This restricted divisor problem is derived from counting the number of reducible quadratics where we have for one of the four main terms
$$\sum_{k = 1}^{\left\lfloor{N/2}\right\rfloor} \sum_{i = 1}^{k} \tau \left({i \left({2\, k - i}\right)}\right) - 2 \sum_{k = 1}^{\left\lfloor{N/2}\right\rfloor} \sum_{i = 1}^{k} \sum_{\substack{d \mid i \left({2\, k - i}\right), \\ d > N}} 1 = \sum_{k = 1}^{\left\lfloor{N/2}\right\rfloor} \sum_{i = 1}^{k} \sum_{\substack{{d}_{1}\, {d}_{2} = i \left({2k - i}\right), \\ {d}_{1} \le N, {d}_{2} \le N}} 1 =\sum_{k = 1}^{\left\lfloor{N/2}\right\rfloor} \sum_{i = 1}^{k} \sum_{{d}_{1} = 1}^{N} \sum_{{d}_{2} = 1}^{N} \left[{{d}_{1}\, {d}_{2} = i \left({2\, k - i}\right)}\right]$$
where $\tau \left({n}\right)$ is the number of divisors of $n$, $N \ge 1$, $\left[{...}\right]$ is the Iverson bracket, and $d$, ${d}_{1}$, and ${d}_{2}$ are divisors of $i \left({2\, k - i}\right)$.
Can this last sum be simplified and by what is the asymptotic expansion as $N \rightarrow \infty$.

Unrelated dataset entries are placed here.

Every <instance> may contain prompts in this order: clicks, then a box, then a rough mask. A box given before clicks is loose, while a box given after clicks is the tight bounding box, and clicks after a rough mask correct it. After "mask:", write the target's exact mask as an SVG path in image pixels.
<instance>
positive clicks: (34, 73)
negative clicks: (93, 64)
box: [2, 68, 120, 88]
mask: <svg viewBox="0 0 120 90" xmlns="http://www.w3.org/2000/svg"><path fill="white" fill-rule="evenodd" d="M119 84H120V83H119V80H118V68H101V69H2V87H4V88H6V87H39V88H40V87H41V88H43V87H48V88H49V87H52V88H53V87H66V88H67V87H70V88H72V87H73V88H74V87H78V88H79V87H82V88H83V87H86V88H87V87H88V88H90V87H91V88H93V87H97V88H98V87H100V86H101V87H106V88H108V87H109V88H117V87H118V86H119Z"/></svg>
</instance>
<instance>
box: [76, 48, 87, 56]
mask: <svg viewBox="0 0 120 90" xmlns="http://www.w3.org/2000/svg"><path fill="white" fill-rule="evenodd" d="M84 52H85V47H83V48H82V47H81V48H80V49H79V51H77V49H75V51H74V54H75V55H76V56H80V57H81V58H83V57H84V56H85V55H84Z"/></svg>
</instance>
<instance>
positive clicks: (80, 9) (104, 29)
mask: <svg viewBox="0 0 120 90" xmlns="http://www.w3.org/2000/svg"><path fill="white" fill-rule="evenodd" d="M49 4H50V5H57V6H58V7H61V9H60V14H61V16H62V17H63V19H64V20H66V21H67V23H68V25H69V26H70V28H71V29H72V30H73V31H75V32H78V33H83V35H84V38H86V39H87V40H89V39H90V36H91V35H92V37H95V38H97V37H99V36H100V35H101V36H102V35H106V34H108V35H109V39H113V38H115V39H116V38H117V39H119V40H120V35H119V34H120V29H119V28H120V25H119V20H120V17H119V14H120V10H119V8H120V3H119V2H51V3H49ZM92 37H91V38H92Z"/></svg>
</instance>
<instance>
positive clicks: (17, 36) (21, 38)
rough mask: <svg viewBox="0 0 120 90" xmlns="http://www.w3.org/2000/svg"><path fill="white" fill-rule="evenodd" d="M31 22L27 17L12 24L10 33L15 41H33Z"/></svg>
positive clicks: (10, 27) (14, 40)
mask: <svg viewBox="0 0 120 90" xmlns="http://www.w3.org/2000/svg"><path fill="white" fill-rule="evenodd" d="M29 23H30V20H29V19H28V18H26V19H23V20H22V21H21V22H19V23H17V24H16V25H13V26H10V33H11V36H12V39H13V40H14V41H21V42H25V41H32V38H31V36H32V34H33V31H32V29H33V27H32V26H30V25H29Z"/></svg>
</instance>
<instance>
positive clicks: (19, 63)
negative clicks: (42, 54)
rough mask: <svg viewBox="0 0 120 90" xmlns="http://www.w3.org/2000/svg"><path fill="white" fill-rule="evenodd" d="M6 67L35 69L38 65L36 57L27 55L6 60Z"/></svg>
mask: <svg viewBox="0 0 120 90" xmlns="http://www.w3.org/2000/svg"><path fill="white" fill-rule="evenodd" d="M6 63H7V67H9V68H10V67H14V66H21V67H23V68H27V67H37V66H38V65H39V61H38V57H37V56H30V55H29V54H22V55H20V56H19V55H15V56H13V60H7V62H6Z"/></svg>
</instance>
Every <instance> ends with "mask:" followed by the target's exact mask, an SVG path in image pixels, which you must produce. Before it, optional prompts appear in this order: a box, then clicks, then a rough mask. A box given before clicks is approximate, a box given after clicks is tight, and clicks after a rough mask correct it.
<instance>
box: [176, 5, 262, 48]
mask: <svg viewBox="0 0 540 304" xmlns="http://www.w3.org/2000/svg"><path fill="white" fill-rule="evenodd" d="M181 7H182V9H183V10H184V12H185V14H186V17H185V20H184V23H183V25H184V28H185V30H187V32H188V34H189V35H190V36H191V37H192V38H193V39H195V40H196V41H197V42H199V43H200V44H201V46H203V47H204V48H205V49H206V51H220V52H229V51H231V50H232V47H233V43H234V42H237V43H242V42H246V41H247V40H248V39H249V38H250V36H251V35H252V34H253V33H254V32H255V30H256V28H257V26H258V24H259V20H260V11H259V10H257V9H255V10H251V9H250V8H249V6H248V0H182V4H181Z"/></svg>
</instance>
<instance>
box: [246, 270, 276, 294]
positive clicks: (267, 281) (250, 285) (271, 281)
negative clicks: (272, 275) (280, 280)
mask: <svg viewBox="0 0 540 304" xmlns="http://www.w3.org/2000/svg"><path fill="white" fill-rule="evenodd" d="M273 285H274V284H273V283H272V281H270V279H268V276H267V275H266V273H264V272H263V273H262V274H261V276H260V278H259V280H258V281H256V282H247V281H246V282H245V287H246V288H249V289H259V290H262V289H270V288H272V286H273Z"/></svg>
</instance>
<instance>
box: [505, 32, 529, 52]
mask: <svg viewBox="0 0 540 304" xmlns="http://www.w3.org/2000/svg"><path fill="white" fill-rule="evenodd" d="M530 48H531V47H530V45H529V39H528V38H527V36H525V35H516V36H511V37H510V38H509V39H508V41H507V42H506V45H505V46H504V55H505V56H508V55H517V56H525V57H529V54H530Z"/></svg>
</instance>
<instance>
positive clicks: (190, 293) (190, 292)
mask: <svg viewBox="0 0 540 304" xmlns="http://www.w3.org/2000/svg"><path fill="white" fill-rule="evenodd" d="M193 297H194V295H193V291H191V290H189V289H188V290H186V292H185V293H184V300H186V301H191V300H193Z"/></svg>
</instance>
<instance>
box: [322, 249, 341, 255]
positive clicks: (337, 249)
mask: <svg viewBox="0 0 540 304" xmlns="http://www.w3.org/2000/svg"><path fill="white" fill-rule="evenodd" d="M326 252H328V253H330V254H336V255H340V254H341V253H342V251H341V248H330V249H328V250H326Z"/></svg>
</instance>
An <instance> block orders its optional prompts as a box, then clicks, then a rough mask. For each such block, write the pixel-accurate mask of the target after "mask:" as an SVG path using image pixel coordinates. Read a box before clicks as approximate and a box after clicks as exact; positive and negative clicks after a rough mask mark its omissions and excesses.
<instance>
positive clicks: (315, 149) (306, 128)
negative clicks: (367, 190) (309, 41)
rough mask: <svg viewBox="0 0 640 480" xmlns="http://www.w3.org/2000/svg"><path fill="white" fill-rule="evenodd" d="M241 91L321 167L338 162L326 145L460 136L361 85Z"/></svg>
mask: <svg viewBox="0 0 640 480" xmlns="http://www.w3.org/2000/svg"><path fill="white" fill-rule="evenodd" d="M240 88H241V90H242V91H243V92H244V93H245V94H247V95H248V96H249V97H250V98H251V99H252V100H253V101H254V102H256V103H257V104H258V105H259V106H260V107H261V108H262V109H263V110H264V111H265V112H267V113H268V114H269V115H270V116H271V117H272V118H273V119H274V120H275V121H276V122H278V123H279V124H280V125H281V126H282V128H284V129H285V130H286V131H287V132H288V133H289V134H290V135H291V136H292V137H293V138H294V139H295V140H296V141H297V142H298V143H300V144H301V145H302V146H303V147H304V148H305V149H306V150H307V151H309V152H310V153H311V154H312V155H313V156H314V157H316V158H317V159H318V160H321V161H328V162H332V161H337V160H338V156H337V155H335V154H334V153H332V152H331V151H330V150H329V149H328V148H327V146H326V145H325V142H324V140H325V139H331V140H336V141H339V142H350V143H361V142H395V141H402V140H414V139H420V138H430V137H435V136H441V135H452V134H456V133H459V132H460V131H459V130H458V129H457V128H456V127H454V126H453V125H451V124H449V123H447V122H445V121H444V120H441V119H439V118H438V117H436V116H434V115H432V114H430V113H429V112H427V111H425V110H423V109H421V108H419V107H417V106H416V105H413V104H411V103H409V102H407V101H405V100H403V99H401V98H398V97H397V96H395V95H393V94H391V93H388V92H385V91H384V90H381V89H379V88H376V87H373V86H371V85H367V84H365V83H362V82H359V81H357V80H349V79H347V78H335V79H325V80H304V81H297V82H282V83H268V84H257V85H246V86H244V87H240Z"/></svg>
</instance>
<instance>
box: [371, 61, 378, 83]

In J. L. Truelsen "Divisor problems and the pair correlation for the fractional parts of ${n}^{2}\, \alpha$", Intern. Math Research Notices, 2010, Issue 16, p 3144-3183, introduces the function $${\tau}_{M, N} \left({m}\right) = \# \left\{{\left({a, b}\right) \mid 1 \le a \le M, 1 \le b \le N: a\, b = m}\right\}$$
and when $M = N$, the function ${\tau}_{N}^{*} \left({m}\right) = {\tau}_{N, N} \left({m}\right)$. In terms of Truelsen's function we can write $$\sum_{k = 1}^{\left\lfloor{N/2}\right\rfloor} \sum_{i = 1}^{k} \sum_{\substack{{d}_{1}\, {d}_{2} = i \left({2k - i}\right), \\ {d}_{1} \le N, {d}_{2} \le N}} 1 = \sum_{k = 1}^{\left\lfloor{N/2}\right\rfloor} \sum_{i = 1}^{k} {\tau}_{N}^{*} \left({i \left({2\, k - i}\right)}\right)$$
So expanding Truelsen's divisor function may be the solution. However, this work is only 10 years old and there does not appear to be much published on this function. And the usage in his paper is for a limited case.